Wednesday | 15 April 2020

Studienstiftung des deutschen Volkes

Recorder player Hannah Voß wins one of the most prestigious German scholarships

"She's got a super good setup. I see an insane seriousness and discipline in her." Recorder teacher Dörte Nienstedt from the Hochschule für Künste in Bremen (HfK) goes into raptures when she talks about her student Hannah Voß. The 20-year-old was recently accepted into the support programme of the "Studienstiftung des deutschen Volkes". "This is one of the most prestigious scholarships Germany has to offer," says Bremen music professor Andreas Gürsching.

"I was incredibly pleased that it worked," says Hannah Voß. "I didn't expect it." She also appreciates the scholarship because of its extensive supporting programme. This includes, for example, musical and interdisciplinary spring and summer academies.

Hannah Voß began playing the piano "at a very early age" and has been playing the recorder since 2008. Even as a teenager, the native of Siegen won numerous prizes, including the national competition of "Jugend musiziert". In October 2018 Hannah Voß began her studies at the HfK, majoring in recorder, in the class of Dörte Nienstedt. "One rarely has such talented, gifted students", says Nienstedt. "From a technical point of view, she is very advanced."
Nienstedt attaches great importance to the "artistic-pedagogical orientation" of her class. "People learn to teach."
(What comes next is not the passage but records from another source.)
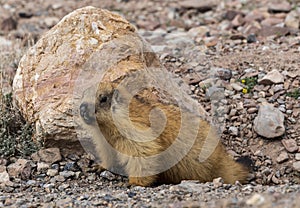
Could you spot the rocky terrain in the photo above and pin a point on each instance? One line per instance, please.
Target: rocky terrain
(247, 50)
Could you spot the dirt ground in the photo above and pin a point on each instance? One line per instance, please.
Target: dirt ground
(246, 39)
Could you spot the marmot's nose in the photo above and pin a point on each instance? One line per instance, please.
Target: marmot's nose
(87, 113)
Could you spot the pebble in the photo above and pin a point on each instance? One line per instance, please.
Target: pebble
(67, 174)
(233, 131)
(269, 122)
(283, 157)
(290, 145)
(296, 166)
(273, 77)
(52, 172)
(297, 156)
(255, 200)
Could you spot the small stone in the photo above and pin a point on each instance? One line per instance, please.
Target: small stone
(224, 74)
(267, 31)
(282, 6)
(275, 179)
(252, 110)
(297, 156)
(59, 178)
(67, 174)
(201, 6)
(4, 176)
(251, 38)
(273, 77)
(282, 157)
(296, 166)
(236, 87)
(271, 21)
(218, 182)
(290, 145)
(71, 166)
(51, 21)
(52, 172)
(50, 155)
(108, 175)
(233, 112)
(255, 200)
(233, 130)
(31, 183)
(41, 166)
(269, 122)
(21, 168)
(292, 20)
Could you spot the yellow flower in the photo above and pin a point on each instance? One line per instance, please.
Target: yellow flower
(245, 90)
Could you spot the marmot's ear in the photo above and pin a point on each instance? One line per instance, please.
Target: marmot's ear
(87, 112)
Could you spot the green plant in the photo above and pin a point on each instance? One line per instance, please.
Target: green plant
(15, 132)
(294, 94)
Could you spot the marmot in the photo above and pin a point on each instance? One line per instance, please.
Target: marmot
(143, 172)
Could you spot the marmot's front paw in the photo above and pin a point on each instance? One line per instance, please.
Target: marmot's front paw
(142, 181)
(87, 113)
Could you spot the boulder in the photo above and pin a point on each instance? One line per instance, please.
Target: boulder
(269, 122)
(44, 84)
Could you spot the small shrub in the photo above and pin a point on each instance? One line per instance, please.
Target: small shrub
(294, 94)
(249, 83)
(15, 132)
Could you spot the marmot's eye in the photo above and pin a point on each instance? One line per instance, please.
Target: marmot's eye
(103, 99)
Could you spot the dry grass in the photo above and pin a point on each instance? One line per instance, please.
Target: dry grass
(15, 132)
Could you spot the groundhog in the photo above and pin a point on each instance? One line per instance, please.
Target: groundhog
(197, 154)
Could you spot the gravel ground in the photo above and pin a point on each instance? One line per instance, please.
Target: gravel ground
(234, 43)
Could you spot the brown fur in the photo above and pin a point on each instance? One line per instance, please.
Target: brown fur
(218, 164)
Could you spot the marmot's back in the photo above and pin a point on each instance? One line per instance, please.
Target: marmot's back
(204, 157)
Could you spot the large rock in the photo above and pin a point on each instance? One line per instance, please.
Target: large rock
(269, 122)
(44, 83)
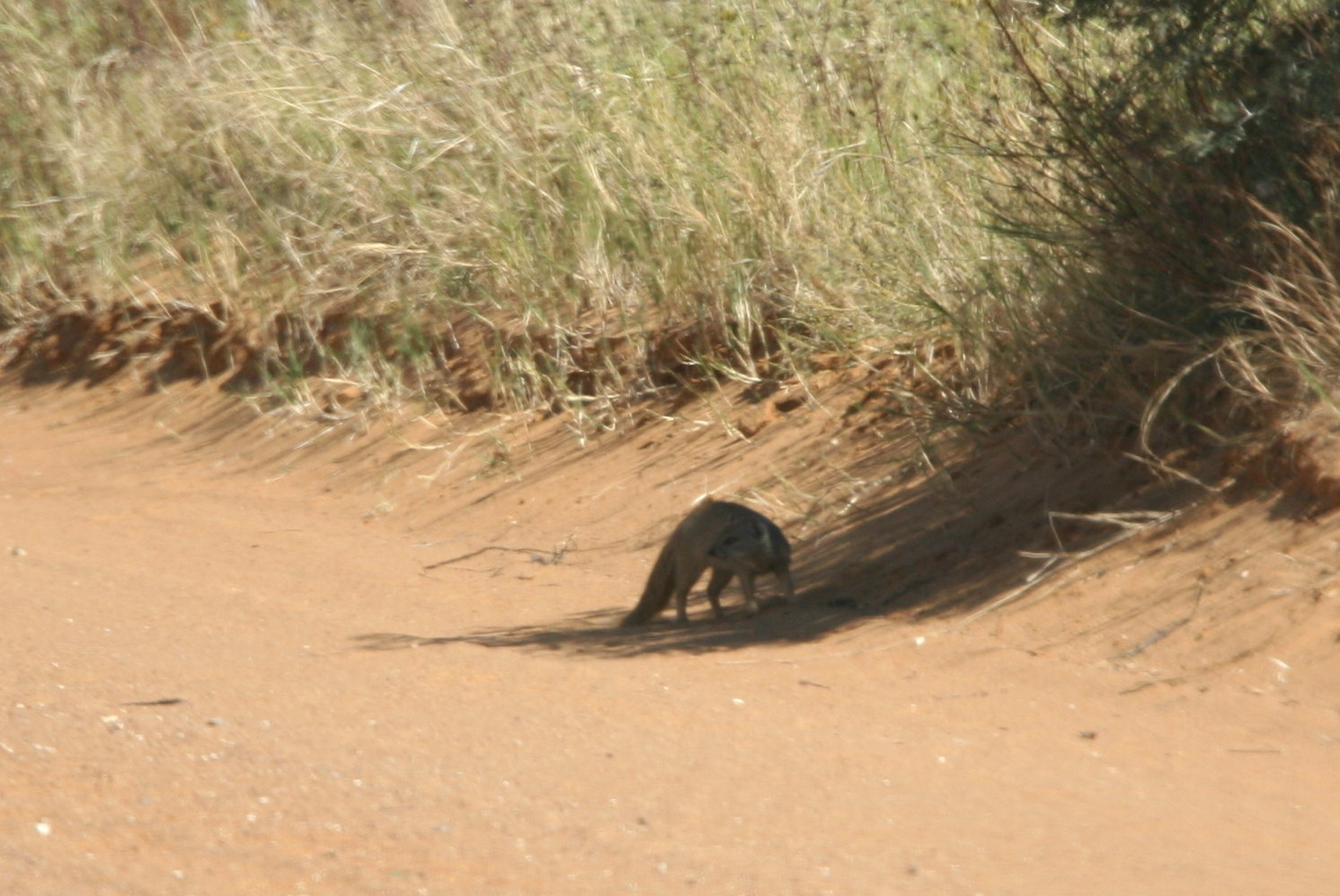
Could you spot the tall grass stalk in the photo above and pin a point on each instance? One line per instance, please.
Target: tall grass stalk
(597, 199)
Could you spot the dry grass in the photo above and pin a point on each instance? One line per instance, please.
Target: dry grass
(497, 202)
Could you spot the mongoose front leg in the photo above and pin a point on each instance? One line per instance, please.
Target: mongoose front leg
(720, 579)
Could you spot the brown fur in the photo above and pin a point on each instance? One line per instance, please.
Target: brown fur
(731, 538)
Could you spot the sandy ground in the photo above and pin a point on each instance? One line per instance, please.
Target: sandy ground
(250, 654)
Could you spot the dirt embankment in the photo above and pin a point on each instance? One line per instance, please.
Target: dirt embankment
(251, 654)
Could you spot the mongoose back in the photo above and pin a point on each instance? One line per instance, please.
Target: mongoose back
(731, 538)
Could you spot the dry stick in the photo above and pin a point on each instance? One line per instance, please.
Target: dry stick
(1167, 630)
(1132, 524)
(537, 554)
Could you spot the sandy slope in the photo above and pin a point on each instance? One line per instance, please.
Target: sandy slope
(245, 655)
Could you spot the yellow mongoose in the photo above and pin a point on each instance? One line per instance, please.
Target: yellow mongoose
(731, 538)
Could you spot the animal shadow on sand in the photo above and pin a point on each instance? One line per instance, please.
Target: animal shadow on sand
(936, 548)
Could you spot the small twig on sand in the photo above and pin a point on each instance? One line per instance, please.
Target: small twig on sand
(535, 554)
(1131, 522)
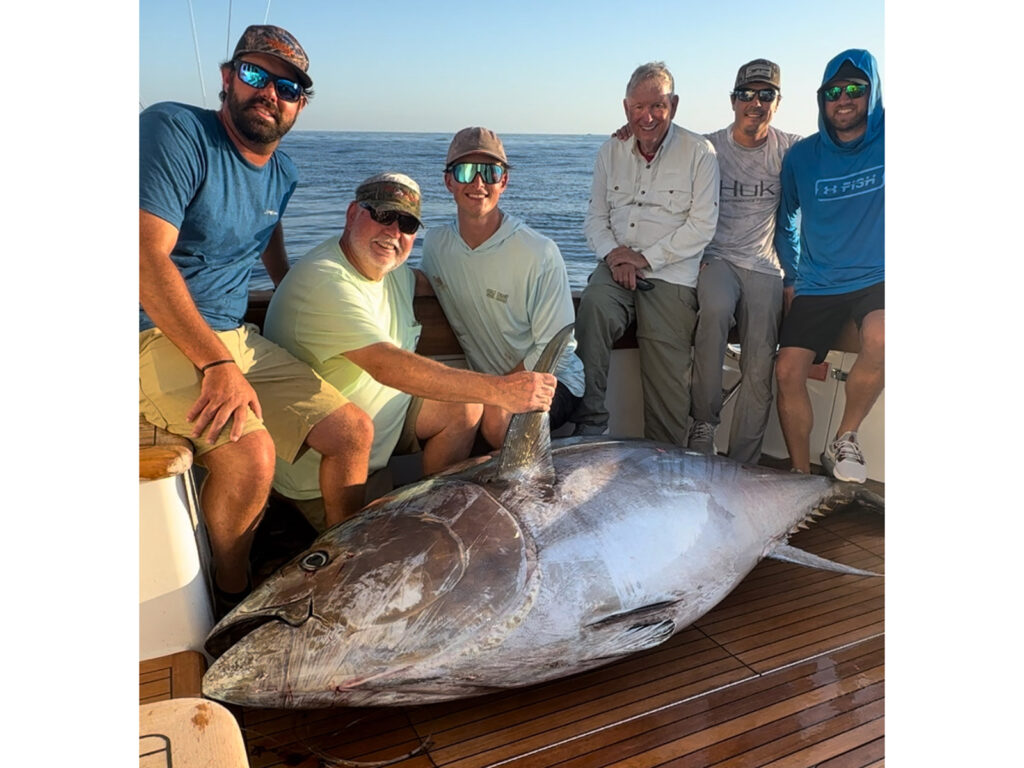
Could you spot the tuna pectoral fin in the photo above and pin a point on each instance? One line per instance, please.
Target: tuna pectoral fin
(630, 631)
(631, 639)
(791, 554)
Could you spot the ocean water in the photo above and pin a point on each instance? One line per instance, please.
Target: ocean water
(549, 186)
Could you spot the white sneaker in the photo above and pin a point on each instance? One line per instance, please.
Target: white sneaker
(701, 437)
(844, 460)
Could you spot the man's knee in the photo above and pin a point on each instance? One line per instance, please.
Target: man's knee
(251, 460)
(436, 416)
(347, 430)
(792, 368)
(872, 336)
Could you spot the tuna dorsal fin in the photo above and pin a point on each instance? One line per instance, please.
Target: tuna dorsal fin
(527, 443)
(791, 554)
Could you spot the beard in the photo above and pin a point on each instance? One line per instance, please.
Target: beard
(255, 127)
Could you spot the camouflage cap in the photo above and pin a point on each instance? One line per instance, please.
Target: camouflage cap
(274, 41)
(391, 192)
(759, 71)
(473, 140)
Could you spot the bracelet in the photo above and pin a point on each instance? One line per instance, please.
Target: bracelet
(215, 363)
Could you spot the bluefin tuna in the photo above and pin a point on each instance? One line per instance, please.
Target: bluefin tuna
(541, 562)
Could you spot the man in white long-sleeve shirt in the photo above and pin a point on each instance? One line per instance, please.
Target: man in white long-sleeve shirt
(653, 208)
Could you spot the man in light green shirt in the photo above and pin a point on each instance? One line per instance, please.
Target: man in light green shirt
(502, 285)
(346, 309)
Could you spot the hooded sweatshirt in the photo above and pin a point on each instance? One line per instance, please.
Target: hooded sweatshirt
(506, 299)
(835, 192)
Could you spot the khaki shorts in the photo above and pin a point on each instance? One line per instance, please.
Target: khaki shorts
(379, 483)
(293, 397)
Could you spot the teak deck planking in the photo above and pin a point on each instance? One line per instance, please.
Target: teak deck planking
(787, 671)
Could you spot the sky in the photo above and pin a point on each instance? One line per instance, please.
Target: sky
(526, 67)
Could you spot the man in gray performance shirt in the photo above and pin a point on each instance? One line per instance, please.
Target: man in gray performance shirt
(740, 281)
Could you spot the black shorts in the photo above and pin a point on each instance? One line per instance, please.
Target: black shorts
(814, 322)
(562, 406)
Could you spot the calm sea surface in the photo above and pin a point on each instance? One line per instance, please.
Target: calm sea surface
(549, 185)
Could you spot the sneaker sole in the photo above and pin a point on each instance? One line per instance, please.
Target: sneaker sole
(829, 467)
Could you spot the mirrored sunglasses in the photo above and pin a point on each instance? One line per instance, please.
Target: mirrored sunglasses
(853, 90)
(764, 95)
(258, 78)
(464, 173)
(407, 224)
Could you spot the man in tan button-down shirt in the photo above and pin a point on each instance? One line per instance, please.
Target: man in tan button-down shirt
(653, 208)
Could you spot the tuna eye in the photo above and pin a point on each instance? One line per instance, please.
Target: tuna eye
(314, 560)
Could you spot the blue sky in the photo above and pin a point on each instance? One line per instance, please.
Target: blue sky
(524, 67)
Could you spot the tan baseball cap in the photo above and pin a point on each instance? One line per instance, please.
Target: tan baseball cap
(391, 192)
(274, 41)
(473, 140)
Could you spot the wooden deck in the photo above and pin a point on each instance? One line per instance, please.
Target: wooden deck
(787, 671)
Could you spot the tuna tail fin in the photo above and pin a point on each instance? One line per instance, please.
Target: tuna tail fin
(791, 554)
(527, 443)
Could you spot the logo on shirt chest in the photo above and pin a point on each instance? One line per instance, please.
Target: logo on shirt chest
(737, 188)
(861, 182)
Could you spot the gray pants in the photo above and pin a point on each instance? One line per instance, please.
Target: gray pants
(666, 317)
(732, 296)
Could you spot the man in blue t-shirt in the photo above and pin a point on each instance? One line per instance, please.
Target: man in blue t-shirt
(834, 180)
(212, 189)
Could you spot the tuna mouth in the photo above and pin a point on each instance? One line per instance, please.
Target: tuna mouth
(243, 622)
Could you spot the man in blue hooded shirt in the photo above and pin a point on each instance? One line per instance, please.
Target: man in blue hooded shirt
(835, 181)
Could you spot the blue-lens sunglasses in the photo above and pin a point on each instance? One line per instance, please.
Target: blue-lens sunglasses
(853, 90)
(464, 173)
(258, 78)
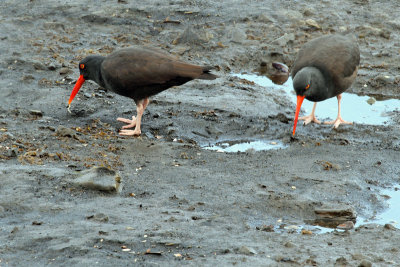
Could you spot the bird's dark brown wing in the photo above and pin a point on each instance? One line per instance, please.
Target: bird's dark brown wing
(140, 72)
(337, 57)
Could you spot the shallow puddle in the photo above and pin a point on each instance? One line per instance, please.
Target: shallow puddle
(353, 107)
(245, 145)
(391, 214)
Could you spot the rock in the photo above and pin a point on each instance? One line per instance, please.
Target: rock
(99, 217)
(12, 153)
(188, 36)
(308, 11)
(51, 66)
(365, 263)
(341, 262)
(385, 79)
(284, 39)
(63, 131)
(101, 179)
(246, 250)
(371, 100)
(236, 35)
(313, 24)
(64, 71)
(38, 65)
(389, 226)
(27, 78)
(289, 244)
(36, 112)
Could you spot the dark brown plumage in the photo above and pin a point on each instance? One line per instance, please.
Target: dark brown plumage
(325, 67)
(138, 73)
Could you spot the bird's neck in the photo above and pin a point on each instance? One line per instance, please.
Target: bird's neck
(320, 89)
(97, 75)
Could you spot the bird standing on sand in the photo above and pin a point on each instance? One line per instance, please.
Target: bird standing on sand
(325, 67)
(137, 73)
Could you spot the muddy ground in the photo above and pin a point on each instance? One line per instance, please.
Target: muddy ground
(181, 204)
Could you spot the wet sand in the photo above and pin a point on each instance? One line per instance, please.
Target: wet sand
(181, 204)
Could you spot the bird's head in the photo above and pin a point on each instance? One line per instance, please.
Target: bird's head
(88, 69)
(304, 85)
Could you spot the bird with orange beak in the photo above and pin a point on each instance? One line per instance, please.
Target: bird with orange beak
(137, 73)
(325, 67)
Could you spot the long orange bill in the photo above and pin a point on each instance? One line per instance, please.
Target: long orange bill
(296, 117)
(77, 86)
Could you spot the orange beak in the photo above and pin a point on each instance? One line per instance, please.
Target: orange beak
(296, 116)
(77, 86)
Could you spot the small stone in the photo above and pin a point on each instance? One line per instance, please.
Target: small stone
(63, 131)
(28, 77)
(371, 100)
(38, 65)
(289, 244)
(237, 35)
(284, 39)
(64, 71)
(365, 263)
(247, 251)
(341, 262)
(101, 179)
(98, 217)
(51, 66)
(36, 112)
(312, 23)
(389, 226)
(12, 153)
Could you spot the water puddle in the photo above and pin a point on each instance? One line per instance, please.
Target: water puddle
(233, 146)
(391, 214)
(359, 109)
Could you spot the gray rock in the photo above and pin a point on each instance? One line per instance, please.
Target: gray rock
(385, 79)
(246, 250)
(36, 112)
(38, 65)
(64, 71)
(365, 263)
(188, 36)
(101, 179)
(284, 39)
(63, 131)
(237, 35)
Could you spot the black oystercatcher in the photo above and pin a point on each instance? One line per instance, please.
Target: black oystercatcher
(137, 73)
(325, 67)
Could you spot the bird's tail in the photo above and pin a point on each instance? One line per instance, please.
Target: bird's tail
(206, 75)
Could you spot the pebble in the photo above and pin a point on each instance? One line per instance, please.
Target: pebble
(247, 251)
(237, 35)
(63, 131)
(365, 263)
(99, 217)
(188, 36)
(389, 226)
(64, 71)
(101, 179)
(284, 39)
(312, 23)
(36, 112)
(289, 244)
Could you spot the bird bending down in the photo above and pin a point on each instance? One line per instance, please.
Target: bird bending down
(325, 67)
(137, 73)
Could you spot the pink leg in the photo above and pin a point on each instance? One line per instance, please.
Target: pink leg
(140, 107)
(339, 119)
(311, 117)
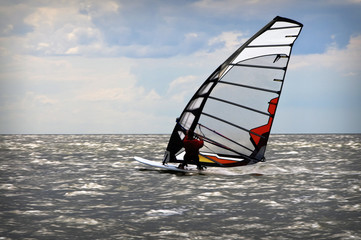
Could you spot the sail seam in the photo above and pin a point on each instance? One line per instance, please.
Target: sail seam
(278, 45)
(277, 28)
(257, 66)
(231, 140)
(247, 86)
(239, 105)
(232, 124)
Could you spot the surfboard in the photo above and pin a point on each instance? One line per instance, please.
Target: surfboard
(168, 167)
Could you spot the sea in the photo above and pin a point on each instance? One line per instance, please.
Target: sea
(90, 187)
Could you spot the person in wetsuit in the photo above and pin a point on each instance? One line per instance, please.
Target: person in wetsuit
(191, 146)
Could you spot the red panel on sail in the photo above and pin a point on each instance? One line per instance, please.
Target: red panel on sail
(265, 129)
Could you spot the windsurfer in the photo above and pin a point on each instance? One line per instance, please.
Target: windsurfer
(191, 146)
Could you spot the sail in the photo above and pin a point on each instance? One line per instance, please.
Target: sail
(234, 109)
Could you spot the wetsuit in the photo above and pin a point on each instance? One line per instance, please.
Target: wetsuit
(192, 147)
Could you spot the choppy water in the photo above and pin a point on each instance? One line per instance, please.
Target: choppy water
(89, 187)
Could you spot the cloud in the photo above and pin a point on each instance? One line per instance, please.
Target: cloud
(344, 60)
(322, 92)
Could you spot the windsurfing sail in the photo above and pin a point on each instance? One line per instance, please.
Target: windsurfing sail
(234, 109)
"At the moment I prefer to play 'Voice Flute'," says Voß. "It sounds darker and rounder than the alto recorder." The student sees her main focus as early music. Nevertheless, she is intensively engaged with contemporary repertoire. "Especially in contemporary music the recorder plays an important role", says Nienstedt. "Since the 1960s the recorder has been a pioneering instrument." Voß could "already play extremely difficult repertoire". Like Moritz Eggert's "Out of breath", which is considered one of the most difficult pieces of music ever written.

At the audition for the scholarship in Nuremberg, Voß not only showed her skills as a flutist. She also performed with the bassoon. At the HfK she has lessons with Benny Aghassi in baroque bassoon, dulcian consort and reed making. This offer was for the musician "in addition to Mrs. Nienstedt and the large early music department at the HfK, a reason why I wanted to study in Bremen". What she appreciates about the city of Bremen is the "great cultural offer". Nevertheless, Bremen is manageable and the university is located in the middle of the old town.